How should parent-child keys should be used? How deep can they go? I wondered how you avoid concurrency problems. I wondered if we needed to make artificially deep trees to create more places to lock. Also I wondered if we were doing something like a user-facing file system, should we have the connections between folders within folders be relationships or be parent-child connections. The answer to all these questions was an emphatic NO!!! - Don't add parent-child relationships willy-nilly. Effectively you add parent-child relationships as part of your design for concurrency / transactions. You make trees so that data within the tree is all locked together. If you want truly independent data which will not cause concurrency - simply make plenty of root nodes.
What is the nature of the set of Model B's when looking at an instance of Model A when you have a relationship from model B to model A. Was the set maintained as data or was it constructed in a lazy manner? Answer: The set is a convenience - it is not stored - it is constructed as you need it. Looking from an A to a set of related B's may not be super-efficieint - but it does not waste space.

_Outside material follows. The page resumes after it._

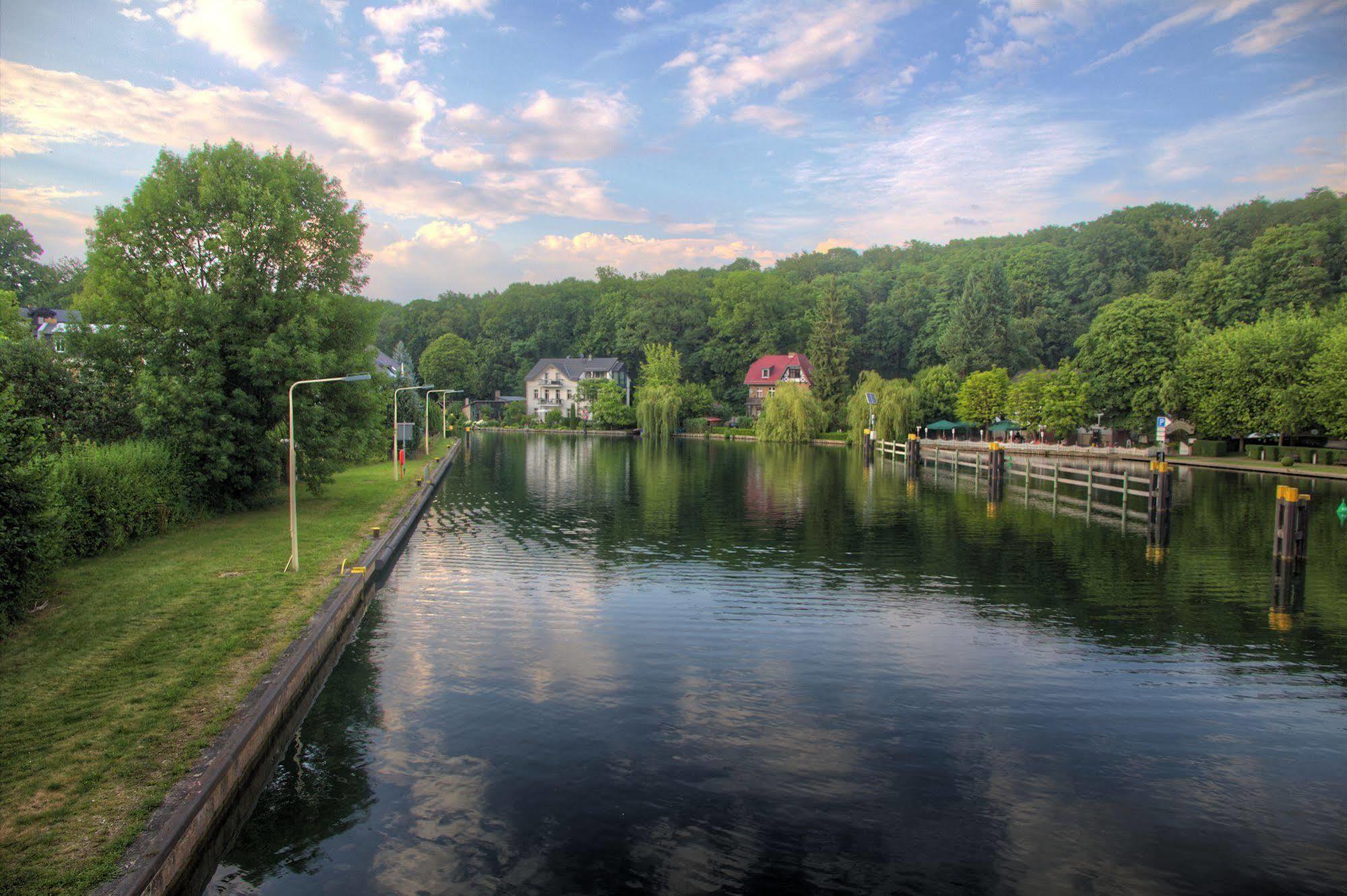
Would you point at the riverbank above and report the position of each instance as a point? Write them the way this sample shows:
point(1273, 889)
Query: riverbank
point(1244, 464)
point(140, 660)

When you have something like a chat message which as a related user, should you express the relationship as a relationship or just de-normalize a bit and make the key a string? Answer: No - if it is a relationship model it as a relationship. Do not hide that fact from the data models. You might want to be careful how you traverse the relationship for performance issues - but model it honestly. For example in the case of the chat messages and related users - the trick is to do one query to get the most recent 20 chat messages (one I/O), then extract the user keys from the 20 chat objects and then so a multi-key GET to pull in the references users (one I/O) and then to the little join of (10-20) users and (20) messages in memory for display. This way you are honestly modeling things but making sure that the minimum number of I/Os are being done. Also Thomas B said that if you lied and modelled relationships a string - your data import and export and moving data between servers would break horribly - because the strings would not be known as references. If you modeled honestly import and export just would work. Of course! The lesson - model honestly and code intelligently - sometimes convenience methods are not the best way to do something.
What is the life-cycle of my Python process in App Engine? If I create a global variable and add stuff to it in Handler calls - will it stay around? Is there any reason to worry about concurrency? I had heard this referred to "incoherent caching". The answer was to think of things as a process model. If you have no processes running and a request comes in - you get started in a process. Later requests may come to the same process and such may reuse global data set by earlier requests to the same process. If load goes up App Engine may make more processes - these get their own global data. Requests are passed out to processes. There is no issue about concurrency within a process - this is more a Python thing - the processes are single threaded - so you can safely mess with globally scoped lists or dictionaries during a request to your heart's content. If your load goes down, your processes start going away - and when load comes back up you are started again with fresh global memory. For me this is perfect - I can do slightly costly things like scanning a folder for "plug-ins" and loading those once per process start and keep a list in global memory. If my usage is low - there is a small overhead on each request and if usage is high - I get al the benefits of loading only once for many requests. Very very nice.
All in all it was a great meeting - and I cannot wait for Google I/O 2009 (http://code.google.com/events/io/) where there will be thousands of App Engine geeks to talk with. See you there. The book will be out by then - I hope to be carrying copies of the book around in my backpack! Perhaps there will be space to talk about teaching App Engine to beginning students at Google I/O. Maybe an impromptu BOF in the hallway of the Moscone Center.